“It wasn’t dark last night until nine o’clock, daylight saving time,” Osceola explained patiently. “Also, last night there was a heavy dew, even you can see it on the grass still, and—”

“And the silver dollar was wet while the leaf remained bone dry, showing that said cartwheel was dropped early in the evening!”

“You certainly are the boy to ring the quoits,” mocked the chief. “But now that we know all about it, we really aren’t much forwarder. I don’t suppose you’ve missed anything in your room? You haven’t said anything about it.”

“No,” Bill said thoughtfully, “I haven’t noticed anything, but we’d better go in and have a look. I wonder who that bird was and what he wanted. Funny! Nothing was disturbed so far as I can remember.”

The two tall lads turned back toward the house.

“And there’s where our second-story aviator swung off the grass on to the drive when he was going home,” exclaimed Osceola, pointing to a thin spot on the gravel which bore a well-defined footprint, pointing toward the road. “If it was worth while, which it isn’t, we could probably find the tire-marks of the car he drove off in beyond the stone fence down yonder.”

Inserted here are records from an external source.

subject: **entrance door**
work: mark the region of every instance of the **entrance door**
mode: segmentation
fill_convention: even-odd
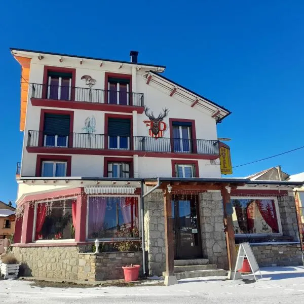
[[[202,256],[198,199],[181,199],[173,196],[172,202],[174,257]]]

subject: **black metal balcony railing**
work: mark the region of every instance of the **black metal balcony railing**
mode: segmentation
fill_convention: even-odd
[[[31,83],[31,97],[92,103],[143,106],[143,94]]]
[[[17,168],[16,169],[16,175],[20,175],[21,171],[21,163],[18,162],[17,163]]]
[[[218,155],[218,140],[182,139],[149,136],[108,136],[104,134],[73,133],[48,134],[29,131],[28,147],[56,147],[79,149],[125,149],[149,152],[174,152]]]

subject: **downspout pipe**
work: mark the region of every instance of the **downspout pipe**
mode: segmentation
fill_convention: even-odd
[[[145,270],[145,248],[144,245],[144,225],[143,222],[143,180],[140,183],[140,221],[141,224],[141,248],[142,249],[142,272],[146,275]]]

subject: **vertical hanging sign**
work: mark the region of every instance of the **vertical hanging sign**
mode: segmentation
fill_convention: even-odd
[[[232,174],[232,164],[230,147],[221,141],[219,142],[220,172],[222,174]]]

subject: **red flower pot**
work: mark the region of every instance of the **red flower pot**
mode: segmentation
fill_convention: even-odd
[[[125,281],[126,282],[137,281],[139,275],[140,265],[123,266],[122,268],[124,270],[124,275],[125,275]]]
[[[241,272],[251,272],[251,269],[250,268],[250,265],[249,262],[247,258],[244,258],[243,261],[243,265],[242,265],[242,269],[241,269]]]

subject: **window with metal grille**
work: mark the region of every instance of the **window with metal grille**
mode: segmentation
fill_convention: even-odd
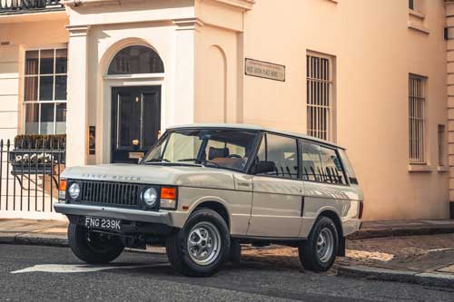
[[[332,141],[332,59],[328,55],[308,54],[306,63],[307,132],[321,140]]]
[[[439,125],[439,166],[445,165],[445,125]]]
[[[426,163],[426,77],[409,75],[409,151],[412,164]]]

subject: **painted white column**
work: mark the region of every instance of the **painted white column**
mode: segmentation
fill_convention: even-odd
[[[173,124],[194,121],[195,31],[196,18],[173,20],[176,25],[175,91]]]
[[[68,25],[68,104],[66,112],[66,165],[87,161],[87,34],[89,26]]]

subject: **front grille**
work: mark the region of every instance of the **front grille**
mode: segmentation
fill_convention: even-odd
[[[140,194],[143,186],[134,183],[77,180],[81,186],[78,202],[96,203],[119,207],[141,205]]]

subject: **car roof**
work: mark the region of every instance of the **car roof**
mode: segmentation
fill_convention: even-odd
[[[335,143],[332,143],[328,141],[323,141],[320,140],[306,134],[301,134],[297,132],[285,132],[285,131],[280,131],[276,130],[273,128],[269,128],[269,127],[262,127],[262,126],[257,126],[257,125],[251,125],[251,124],[245,124],[245,123],[192,123],[192,124],[186,124],[186,125],[177,125],[177,126],[172,126],[168,127],[168,130],[175,130],[175,129],[191,129],[191,128],[228,128],[228,129],[238,129],[238,130],[252,130],[252,131],[261,131],[261,132],[273,132],[273,133],[278,133],[278,134],[284,134],[284,135],[289,135],[289,136],[294,136],[301,139],[305,139],[308,141],[312,141],[321,144],[339,148],[339,149],[344,149]]]

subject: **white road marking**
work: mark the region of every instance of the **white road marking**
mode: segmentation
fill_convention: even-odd
[[[93,266],[85,264],[38,264],[31,268],[12,271],[11,274],[44,272],[44,273],[86,273],[107,269],[133,269],[145,268],[158,268],[168,266],[168,263],[142,264],[142,265],[118,265],[118,266]]]

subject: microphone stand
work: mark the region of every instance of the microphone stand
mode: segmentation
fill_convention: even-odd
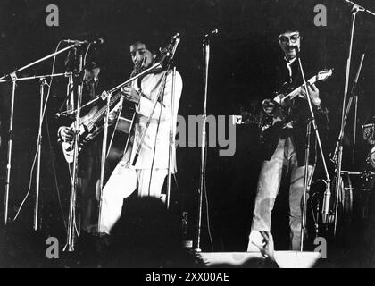
[[[323,148],[322,148],[322,146],[321,146],[321,136],[320,136],[320,133],[319,133],[319,130],[318,130],[318,125],[316,123],[315,114],[314,114],[314,112],[313,112],[313,109],[312,109],[312,99],[310,97],[310,92],[309,92],[309,89],[308,89],[306,78],[304,76],[304,67],[302,65],[302,61],[301,61],[301,56],[299,55],[300,53],[299,53],[298,47],[296,47],[296,55],[297,55],[299,69],[301,71],[302,78],[303,78],[303,80],[304,80],[304,90],[306,91],[306,99],[307,99],[307,103],[308,103],[308,105],[309,105],[310,116],[311,116],[311,118],[308,119],[307,130],[306,130],[307,144],[306,144],[305,157],[304,157],[304,181],[302,223],[301,223],[301,248],[300,248],[300,250],[304,251],[304,231],[306,231],[307,192],[308,192],[308,189],[309,189],[308,166],[309,166],[309,156],[310,156],[311,125],[312,125],[312,128],[315,131],[316,140],[318,142],[319,149],[320,149],[321,156],[321,162],[323,163],[324,172],[326,173],[327,189],[326,189],[324,196],[329,197],[329,198],[330,198],[330,178],[329,178],[329,173],[328,172],[326,160],[324,158],[324,152],[323,152]]]
[[[58,52],[54,52],[46,55],[39,60],[37,60],[28,65],[25,65],[17,71],[10,73],[9,75],[4,75],[0,78],[0,80],[4,80],[7,76],[11,78],[12,80],[12,97],[11,97],[11,114],[10,114],[10,121],[9,121],[9,132],[8,132],[8,151],[7,151],[7,164],[6,164],[6,181],[5,181],[5,194],[4,194],[4,223],[6,225],[8,223],[8,212],[9,212],[9,192],[10,192],[10,184],[11,184],[11,170],[12,170],[12,137],[13,137],[13,117],[14,117],[14,100],[15,100],[15,88],[16,82],[19,80],[17,78],[17,72],[21,72],[30,66],[33,66],[38,63],[41,63],[46,59],[49,59],[54,55],[62,54],[71,48],[73,48],[76,45],[71,45]],[[20,79],[21,80],[21,79]],[[9,80],[4,80],[9,81]],[[0,81],[0,82],[4,82]]]
[[[172,72],[172,91],[171,98],[171,119],[170,119],[170,149],[168,158],[168,181],[167,181],[167,198],[166,204],[167,209],[170,208],[171,201],[171,168],[173,159],[173,148],[175,148],[175,134],[176,134],[176,122],[174,122],[174,94],[175,94],[175,82],[176,81],[176,66],[173,67]]]
[[[85,78],[86,70],[83,67],[83,55],[79,55],[79,85],[77,89],[77,114],[75,119],[75,131],[74,131],[74,152],[73,152],[73,169],[71,181],[71,197],[69,203],[69,217],[68,217],[68,230],[66,244],[62,251],[74,251],[74,229],[76,223],[76,195],[77,195],[77,182],[78,182],[78,156],[79,147],[79,118],[80,118],[80,105],[82,103],[83,80]]]
[[[335,206],[335,223],[334,223],[334,231],[333,235],[336,237],[337,232],[337,227],[338,227],[338,192],[339,192],[339,184],[340,184],[340,178],[341,178],[341,169],[342,169],[342,156],[343,156],[343,139],[344,139],[344,129],[345,129],[345,123],[346,123],[346,97],[348,94],[349,89],[349,78],[350,78],[350,68],[351,68],[351,63],[352,63],[352,52],[353,52],[353,41],[354,41],[354,27],[355,27],[355,20],[356,15],[358,12],[367,12],[368,13],[375,16],[375,13],[363,8],[362,6],[358,5],[357,4],[349,1],[345,0],[346,2],[351,4],[353,5],[352,8],[352,28],[350,32],[350,43],[349,43],[349,52],[348,52],[348,57],[346,60],[346,80],[345,80],[345,88],[344,88],[344,98],[343,98],[343,107],[342,107],[342,116],[341,116],[341,128],[340,128],[340,133],[338,139],[338,154],[336,156],[337,161],[337,168],[336,168],[336,206]],[[329,215],[329,214],[327,214]]]
[[[199,201],[198,201],[198,221],[196,231],[196,251],[201,252],[201,232],[202,232],[202,211],[203,211],[203,194],[204,189],[205,181],[205,153],[206,153],[206,124],[207,124],[207,92],[208,92],[208,70],[210,63],[210,38],[204,37],[203,40],[203,54],[204,54],[204,123],[202,128],[202,143],[201,143],[201,167],[200,167],[200,180],[199,180]]]

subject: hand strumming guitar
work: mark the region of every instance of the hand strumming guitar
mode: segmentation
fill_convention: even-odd
[[[130,102],[134,102],[135,104],[139,104],[141,93],[137,91],[134,88],[121,88],[121,93],[123,97]]]
[[[307,86],[307,89],[309,90],[310,98],[312,99],[312,104],[315,105],[320,105],[321,98],[319,97],[318,88],[314,84],[309,84]],[[304,87],[303,87],[303,88],[301,89],[300,97],[303,98],[306,98],[306,90],[304,89]]]
[[[74,130],[72,128],[62,126],[60,129],[60,137],[64,142],[71,142],[74,139]]]

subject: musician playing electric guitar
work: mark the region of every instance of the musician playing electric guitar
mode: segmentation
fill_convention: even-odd
[[[282,99],[294,88],[301,86],[302,76],[296,58],[296,46],[300,49],[301,35],[298,29],[287,27],[279,37],[279,44],[283,52],[283,59],[277,67],[275,80],[278,98]],[[306,72],[317,72],[309,71]],[[307,79],[308,76],[306,75]],[[320,90],[314,85],[308,86],[308,91],[313,108],[321,110]],[[290,248],[297,250],[301,243],[301,200],[304,191],[304,147],[306,143],[306,124],[309,117],[308,103],[304,88],[297,89],[293,99],[277,102],[275,99],[265,99],[262,109],[267,116],[272,119],[272,132],[265,138],[263,147],[263,163],[258,180],[255,206],[254,210],[248,250],[263,243],[259,231],[271,231],[271,218],[276,197],[280,189],[283,170],[290,172],[289,187],[289,226]],[[273,98],[273,97],[272,97]],[[276,97],[275,97],[276,98]],[[313,133],[313,131],[312,131]],[[309,179],[313,174],[314,142],[312,136],[312,147],[308,167]],[[309,181],[310,183],[310,181]]]
[[[145,68],[151,67],[155,63],[156,54],[144,42],[130,45],[130,56],[135,65],[143,63]],[[129,146],[103,189],[99,223],[99,232],[102,234],[110,234],[121,215],[123,199],[137,189],[139,197],[161,198],[168,173],[170,125],[171,122],[176,125],[181,92],[179,73],[176,72],[172,92],[172,72],[165,70],[147,74],[131,87],[122,89],[125,100],[136,105],[136,116]],[[171,121],[172,95],[175,108]],[[119,105],[112,110],[111,117],[116,116],[118,108]],[[147,128],[149,118],[151,121]],[[138,156],[138,147],[140,153]],[[174,152],[171,156],[172,165],[175,166]],[[137,162],[134,162],[137,157]]]
[[[84,79],[82,91],[82,105],[95,98],[106,88],[104,80],[99,78],[101,69],[99,62],[90,62],[86,68],[86,78]],[[95,103],[81,110],[82,118],[89,122],[90,119],[99,110],[99,105],[102,101]],[[71,125],[62,125],[58,130],[59,140],[61,143],[71,145],[74,138],[73,127]],[[83,139],[83,138],[82,138]],[[77,181],[78,203],[81,214],[81,228],[84,231],[92,232],[96,230],[97,222],[98,200],[96,193],[98,192],[98,180],[100,178],[100,163],[102,154],[102,140],[97,138],[96,140],[87,144],[79,154],[79,170]]]

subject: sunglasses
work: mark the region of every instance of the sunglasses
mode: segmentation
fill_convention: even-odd
[[[284,45],[289,43],[289,40],[292,44],[296,44],[296,41],[298,40],[298,38],[301,38],[301,36],[299,34],[295,34],[295,35],[292,35],[290,37],[280,36],[280,37],[279,37],[279,40],[280,41],[281,44],[284,44]]]

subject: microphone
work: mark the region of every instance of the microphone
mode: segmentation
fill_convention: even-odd
[[[210,36],[216,35],[218,33],[219,33],[219,30],[215,28],[211,32],[209,32],[208,34],[205,34],[204,38],[208,38]]]
[[[62,42],[68,43],[68,44],[76,44],[76,45],[85,45],[88,44],[88,41],[79,41],[78,39],[63,39]]]
[[[173,37],[172,37],[172,38],[171,39],[171,42],[174,42],[177,38],[179,38],[179,33],[176,33]]]
[[[92,45],[103,45],[104,43],[104,40],[102,38],[98,38],[96,40],[92,41]]]
[[[330,203],[330,189],[329,189],[329,184],[327,184],[327,189],[326,189],[326,191],[324,192],[324,198],[323,198],[323,207],[322,207],[323,223],[329,223],[329,203]]]
[[[80,41],[78,39],[63,39],[62,40],[65,43],[68,44],[76,44],[76,45],[85,45],[85,44],[91,44],[91,45],[103,45],[104,43],[104,40],[101,38],[94,40],[94,41],[88,41],[88,40],[84,40],[84,41]]]

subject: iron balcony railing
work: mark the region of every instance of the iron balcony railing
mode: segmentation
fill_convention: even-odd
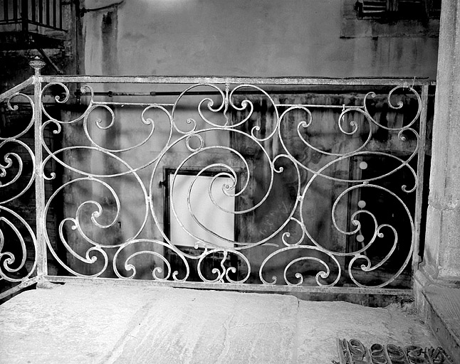
[[[429,82],[35,75],[0,95],[0,280],[400,294]]]
[[[63,31],[62,0],[1,0],[0,25],[16,24],[28,31],[31,26]]]

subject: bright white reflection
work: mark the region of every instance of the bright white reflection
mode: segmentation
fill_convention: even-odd
[[[179,219],[185,228],[202,240],[212,242],[219,247],[232,247],[233,245],[214,236],[201,228],[193,220],[187,208],[187,195],[190,184],[195,176],[178,174],[174,183],[173,196],[169,205],[169,231],[171,241],[176,245],[194,247],[197,240],[189,235],[176,220],[172,212],[172,203]],[[172,191],[172,176],[169,180],[169,191]],[[234,215],[226,213],[216,206],[209,194],[209,183],[212,177],[200,176],[194,184],[190,196],[192,211],[197,220],[209,230],[219,235],[234,240],[235,221]],[[234,211],[235,198],[229,197],[222,192],[222,186],[231,184],[229,178],[219,177],[212,186],[212,196],[216,203],[228,211]],[[202,245],[199,245],[203,247]]]

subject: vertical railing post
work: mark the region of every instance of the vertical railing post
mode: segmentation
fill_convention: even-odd
[[[417,166],[417,174],[418,177],[418,186],[417,189],[417,196],[415,198],[415,213],[414,213],[414,251],[412,252],[412,277],[419,268],[420,263],[420,255],[419,249],[420,247],[420,235],[421,235],[421,223],[422,223],[422,208],[423,203],[423,190],[424,190],[424,177],[425,168],[425,153],[426,153],[426,141],[427,141],[427,109],[428,107],[428,85],[424,85],[422,87],[422,112],[420,112],[419,122],[419,155]]]
[[[22,31],[28,31],[28,1],[21,1],[21,23]]]
[[[46,219],[45,210],[45,181],[43,168],[43,135],[41,133],[41,77],[40,70],[46,63],[36,57],[28,63],[35,70],[33,76],[33,121],[35,139],[35,203],[36,211],[37,237],[37,275],[39,282],[43,276],[48,275],[46,262],[46,245],[45,244]]]

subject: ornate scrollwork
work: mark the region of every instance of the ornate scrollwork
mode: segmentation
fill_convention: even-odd
[[[415,163],[424,143],[417,86],[313,102],[229,80],[199,80],[174,96],[167,89],[167,97],[135,102],[102,99],[92,83],[80,88],[85,101],[73,116],[59,118],[41,106],[41,178],[55,185],[63,178],[44,206],[48,215],[64,201],[58,238],[48,230],[46,235],[57,264],[78,277],[209,284],[369,288],[394,282],[416,240],[413,196],[421,171]],[[61,82],[46,84],[42,101],[51,93],[57,106],[73,102],[70,90]],[[10,109],[19,97],[34,107],[18,93],[8,100]],[[406,108],[408,100],[417,107]],[[33,124],[1,139],[0,150],[16,143],[34,161],[32,149],[18,140]],[[50,130],[61,145],[48,141]],[[0,178],[14,176],[0,189],[23,178],[23,158],[4,154]],[[30,188],[33,170],[21,191],[0,203]],[[186,173],[193,174],[187,200],[177,203],[178,176]],[[197,203],[192,196],[204,177],[209,180]],[[373,205],[372,194],[383,196]],[[221,196],[234,206],[221,205]],[[211,218],[218,211],[233,219],[233,237],[209,228],[197,213],[205,200]],[[174,241],[172,220],[192,242]],[[0,249],[1,257],[9,272],[14,258]]]

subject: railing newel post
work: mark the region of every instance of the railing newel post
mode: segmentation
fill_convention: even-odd
[[[35,57],[29,62],[33,68],[33,125],[35,139],[35,198],[36,213],[37,239],[37,276],[38,284],[43,283],[44,276],[48,275],[46,245],[45,243],[46,219],[45,210],[45,181],[43,168],[43,137],[41,133],[41,76],[40,70],[46,63],[39,57]]]

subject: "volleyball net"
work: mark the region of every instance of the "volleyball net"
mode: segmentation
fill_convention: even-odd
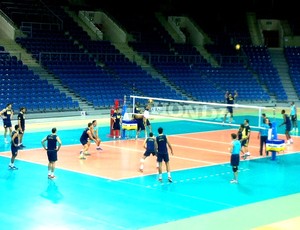
[[[232,105],[134,95],[131,95],[130,99],[133,106],[132,114],[134,114],[135,107],[139,107],[143,111],[147,105],[150,105],[150,115],[152,118],[168,121],[186,120],[238,127],[245,119],[248,119],[251,128],[260,128],[262,124],[262,114],[270,113],[270,108],[253,105]],[[233,109],[232,123],[229,123],[230,114],[227,111],[228,107],[232,107]],[[226,117],[225,114],[227,114]]]

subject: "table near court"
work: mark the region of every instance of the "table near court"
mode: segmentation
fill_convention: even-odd
[[[268,140],[266,142],[266,151],[272,152],[272,160],[276,160],[276,154],[283,152],[285,149],[284,140],[277,139],[276,123],[272,122],[272,129],[270,129]]]
[[[285,149],[284,140],[274,139],[267,140],[266,142],[266,150],[272,152],[272,160],[276,160],[276,154],[279,152],[283,152]]]

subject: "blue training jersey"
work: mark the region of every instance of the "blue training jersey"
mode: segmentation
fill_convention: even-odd
[[[83,130],[80,140],[88,140],[89,138],[89,134],[87,133],[90,129],[89,128],[85,128],[85,130]]]
[[[232,141],[232,145],[233,145],[233,148],[232,148],[232,154],[240,154],[241,152],[241,142],[239,140],[234,140]]]
[[[167,148],[167,137],[166,135],[158,135],[156,137],[157,142],[157,151],[158,153],[167,154],[168,148]]]
[[[146,140],[147,151],[155,151],[155,139],[153,137],[148,137]]]
[[[48,150],[56,149],[56,143],[57,143],[56,137],[57,137],[56,135],[52,135],[52,134],[49,134],[47,136],[47,149]]]

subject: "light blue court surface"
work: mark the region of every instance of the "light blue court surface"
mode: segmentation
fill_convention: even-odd
[[[168,135],[228,129],[183,121],[153,123],[154,130],[158,126]],[[59,135],[64,145],[73,145],[79,144],[81,132],[65,129]],[[40,148],[48,133],[26,133],[27,149]],[[108,133],[108,127],[101,129],[103,141],[109,140]],[[9,151],[4,144],[0,148]],[[299,153],[276,161],[242,161],[239,184],[229,183],[229,164],[174,171],[171,184],[159,183],[157,175],[114,181],[59,168],[58,179],[51,181],[45,178],[45,165],[17,160],[20,170],[10,171],[8,160],[0,157],[0,229],[242,230],[300,216]],[[240,211],[233,217],[233,210]],[[238,226],[227,225],[230,219]]]

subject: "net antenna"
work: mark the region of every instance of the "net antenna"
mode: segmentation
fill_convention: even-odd
[[[134,106],[137,101],[141,105],[149,104],[152,101],[151,116],[156,118],[166,118],[170,120],[187,120],[195,122],[203,122],[210,124],[223,124],[224,115],[227,111],[227,107],[234,108],[233,117],[239,117],[241,121],[250,116],[255,119],[251,119],[251,128],[260,128],[262,124],[262,111],[268,108],[263,106],[252,106],[242,104],[225,104],[225,103],[210,103],[201,101],[189,101],[189,100],[176,100],[168,98],[155,98],[131,95]],[[228,114],[227,117],[230,115]],[[254,120],[254,121],[253,121]],[[257,121],[257,123],[255,122]],[[224,125],[240,126],[240,122],[233,124],[224,123]]]

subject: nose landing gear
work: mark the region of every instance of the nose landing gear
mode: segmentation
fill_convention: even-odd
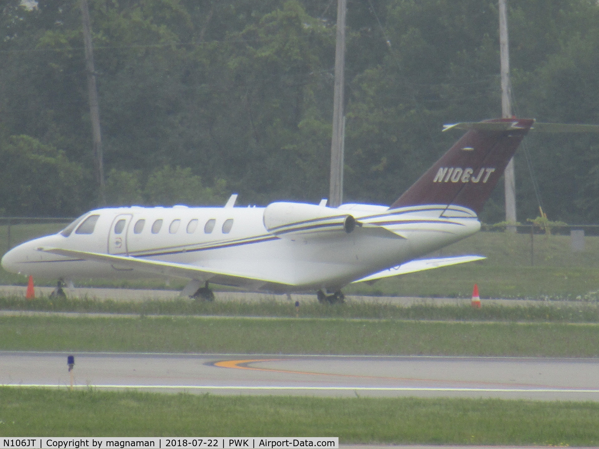
[[[332,295],[327,295],[322,290],[319,290],[316,293],[316,297],[320,304],[343,304],[345,302],[345,295],[341,290],[337,290]]]
[[[62,287],[65,286],[65,281],[62,279],[59,279],[56,282],[56,288],[52,290],[50,294],[50,298],[59,298],[64,299],[66,298],[66,294]]]

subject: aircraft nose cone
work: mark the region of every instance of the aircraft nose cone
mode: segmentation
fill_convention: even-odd
[[[17,263],[18,256],[16,248],[13,248],[7,251],[2,258],[2,268],[10,273],[18,274],[20,271],[19,263]]]

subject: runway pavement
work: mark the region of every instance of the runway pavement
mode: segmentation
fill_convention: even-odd
[[[0,352],[0,384],[64,387],[66,353]],[[74,353],[76,387],[599,401],[599,359]]]
[[[0,295],[16,295],[25,296],[27,288],[20,286],[0,286]],[[38,295],[49,295],[53,287],[36,287]],[[114,299],[120,301],[143,301],[147,300],[168,301],[179,297],[180,292],[173,290],[144,290],[137,289],[105,289],[97,287],[75,287],[65,289],[67,295],[72,298],[95,298],[97,299]],[[248,301],[259,302],[261,301],[276,301],[282,302],[289,301],[286,295],[271,295],[268,293],[244,293],[240,292],[215,292],[217,301]],[[292,295],[291,301],[300,302],[316,301],[316,295]],[[470,298],[416,298],[406,296],[364,296],[348,295],[346,302],[369,302],[381,304],[394,304],[399,306],[409,307],[415,304],[435,304],[437,305],[462,305],[470,304]],[[522,306],[551,304],[559,306],[574,306],[589,303],[583,301],[542,301],[529,299],[482,299],[485,304],[496,304],[506,306]]]

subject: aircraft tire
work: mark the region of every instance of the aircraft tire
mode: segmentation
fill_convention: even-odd
[[[345,295],[341,292],[335,292],[327,299],[331,304],[343,304],[345,302]]]
[[[202,287],[198,289],[198,291],[192,295],[191,298],[196,301],[207,301],[211,302],[214,300],[214,292],[211,289]]]
[[[318,298],[318,302],[321,304],[323,304],[328,300],[328,297],[325,295],[325,292],[322,290],[319,290],[316,292],[316,298]]]

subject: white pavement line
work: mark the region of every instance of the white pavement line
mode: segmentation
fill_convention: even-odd
[[[2,384],[0,387],[23,387],[43,388],[69,388],[60,384]],[[245,385],[74,385],[73,388],[113,389],[193,389],[196,390],[320,390],[379,392],[467,392],[488,393],[598,393],[599,389],[565,388],[437,388],[434,387],[285,387]]]

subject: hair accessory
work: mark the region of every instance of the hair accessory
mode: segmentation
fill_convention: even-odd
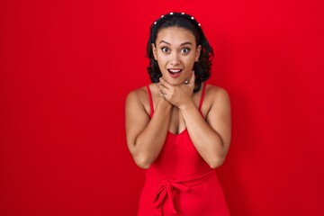
[[[185,14],[184,12],[182,12],[182,13],[173,13],[173,12],[171,12],[171,13],[166,14],[165,14],[165,15],[161,15],[161,17],[160,17],[158,20],[157,20],[156,22],[154,22],[153,23],[154,23],[154,25],[157,25],[157,23],[159,22],[160,20],[163,20],[165,17],[173,16],[173,15],[184,15],[184,16],[186,17],[187,19],[192,20],[193,22],[194,22],[195,25],[197,25],[197,26],[199,26],[199,27],[202,27],[201,23],[198,23],[198,22],[197,22],[196,20],[194,20],[194,16],[190,16],[189,14]]]

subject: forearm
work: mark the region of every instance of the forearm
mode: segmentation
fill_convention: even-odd
[[[202,158],[212,168],[225,159],[227,148],[220,134],[202,118],[194,103],[180,107],[190,138]]]
[[[133,157],[140,166],[149,167],[159,155],[166,138],[171,108],[167,102],[160,100],[152,119],[137,137]]]

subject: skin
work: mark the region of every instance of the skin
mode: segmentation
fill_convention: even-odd
[[[155,45],[156,44],[156,45]],[[126,137],[128,148],[142,168],[148,168],[160,153],[167,132],[177,134],[187,130],[202,158],[212,167],[220,166],[228,153],[230,136],[230,103],[227,92],[208,85],[202,107],[202,90],[193,94],[194,61],[201,46],[194,34],[185,29],[168,27],[158,32],[152,44],[162,77],[149,86],[154,115],[146,87],[130,92],[126,98]],[[179,76],[172,77],[168,69],[180,68]],[[185,81],[189,81],[185,84]]]

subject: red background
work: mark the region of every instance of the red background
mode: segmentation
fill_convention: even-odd
[[[0,215],[136,214],[124,100],[172,11],[202,23],[231,98],[231,214],[324,215],[321,0],[2,1]]]

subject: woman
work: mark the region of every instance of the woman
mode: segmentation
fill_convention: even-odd
[[[212,49],[191,15],[150,27],[152,84],[126,99],[128,148],[146,169],[138,215],[230,215],[214,169],[230,143],[230,98],[207,85]]]

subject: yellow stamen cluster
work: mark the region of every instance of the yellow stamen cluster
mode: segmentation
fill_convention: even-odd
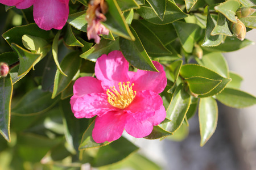
[[[108,89],[106,94],[108,96],[108,101],[110,104],[114,107],[118,108],[123,109],[127,108],[131,103],[133,101],[135,96],[136,96],[136,91],[133,90],[133,86],[134,84],[131,84],[131,86],[129,86],[130,82],[123,83],[119,82],[119,89],[118,92],[114,86],[110,87],[111,92],[109,89]]]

Bill grunted. “When you say ‘second story,’ you probably hit the nail on the head. In future we’ll substitute worker for aviator, if you don’t mind. There are a lot of bum flyers with licenses, and a lot of bums who fly, but I wouldn’t insult the worst of them by classing him with a cheap sneak thief.”

“Maybe,” remarked Osceola, “he wasn’t so cheap at that. But we’ll soon find out.”

They went up the front veranda steps, into the house and upstairs to Bill’s room.

“I don’t run to jewelry,” observed Bill, his eyes travelling around the bedroom, “but he hasn’t touched my silver-backed brushes, or that string of cups on the mantelpiece. And the maids didn’t report any silver missing downstairs, either. I wonder what in thunder he was after.”